2(I,II=for flute, clarinet in B-flat, horn in F, tenor trombone (with F attachment), piano, percussion, harp, violin, viola, cello

Duration

6 minutes

Commissioned by/Premiere

Invisible Cities was commissioned by Stephen A. Block and Raulee Marcus for The Industry, Los Angeles.

Invisible Overture was premiered on June 12, 2008 by the Orchestre National de Lorraine, Diego Masson at The Arsenale in Metz, France. The version for chamber orchestra was premiered by the orchestra of The Industry on October 19, 2013, Marc Lowenstein, conductor in Union Station, Los Angeles.

Score

Purchase version for 10 players.

Listen

Note

I wrote Invisible Overture in the summer of 2008, when I was a graduate student at Yale. Having committed to composing an opera based on Italo Calvino’s novel Invisible Cities (a surrealist retelling of the tales of Marco Polo and Kublai Khan), I began by writing an overture to the work. I had received a commission to write a new orchestral piece for the Acanthes Festival in Metz, France, and it seemed like the perfect opportunity to work through material that would populate the yet-to-be-written opera. I knew the music would be both lush and ominous, painting a musical portrait of a Kublai Khan whose empire, once sumptuous, was now decaying.

I began by listening to the resonance of decaying sounds on the piano. By holding down certain notes in the low register while playing, sympathetic vibrations created an unearthly halo of sound. The resonance is both beautiful and unstable, hovering just above silence. It struck me as a sonic metaphor for Kublai Khan’s state of mind.
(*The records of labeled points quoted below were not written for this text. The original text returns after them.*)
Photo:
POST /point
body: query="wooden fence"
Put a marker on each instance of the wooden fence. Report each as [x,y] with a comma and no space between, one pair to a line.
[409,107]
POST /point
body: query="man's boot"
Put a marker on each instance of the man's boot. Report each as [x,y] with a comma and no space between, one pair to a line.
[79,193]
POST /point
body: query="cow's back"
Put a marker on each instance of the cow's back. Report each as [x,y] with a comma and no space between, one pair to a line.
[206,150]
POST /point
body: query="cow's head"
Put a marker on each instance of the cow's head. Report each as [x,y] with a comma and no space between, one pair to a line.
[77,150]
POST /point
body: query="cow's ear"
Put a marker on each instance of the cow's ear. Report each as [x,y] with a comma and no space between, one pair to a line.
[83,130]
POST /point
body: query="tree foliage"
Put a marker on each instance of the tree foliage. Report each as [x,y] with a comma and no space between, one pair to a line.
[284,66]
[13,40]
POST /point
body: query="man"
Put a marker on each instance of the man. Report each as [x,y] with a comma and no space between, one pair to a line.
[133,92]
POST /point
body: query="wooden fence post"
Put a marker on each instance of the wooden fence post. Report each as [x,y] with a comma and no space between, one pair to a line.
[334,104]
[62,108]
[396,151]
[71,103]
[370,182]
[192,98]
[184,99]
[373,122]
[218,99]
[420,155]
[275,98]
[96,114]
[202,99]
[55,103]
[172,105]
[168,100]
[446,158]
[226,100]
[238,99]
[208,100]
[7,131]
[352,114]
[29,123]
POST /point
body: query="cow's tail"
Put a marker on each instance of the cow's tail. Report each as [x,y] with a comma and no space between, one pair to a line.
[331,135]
The overture begins with a sharp string attack, beneath which four double basses play asynchronously pulsed harmonics, the partials naturally out of tune. This disembodied timbre is a direct translation of the piano resonance to an orchestral context. Little by little, I added flute harmonics, muted solo violins and half-muted horns, bringing the ghostly resonance to a much more present world—one that could develop and evolve along with Kublai Khan’s character.

As the composition proceeded, I introduced more elements: an explosive brass attack—what I imagined to be a pang of Kublai Khan’s anxiety—and later, premonitions of the chorus calling out: “Kublai Khan, Kublai Khan” in a duet between the oboe and English horn. The work closes with the most explosive blast of brass, strings, and winds in the piece, yet what is left as the overture ends (and the opera proper begins) is the decaying resonance of four very high pitched crotales (antique cymbals).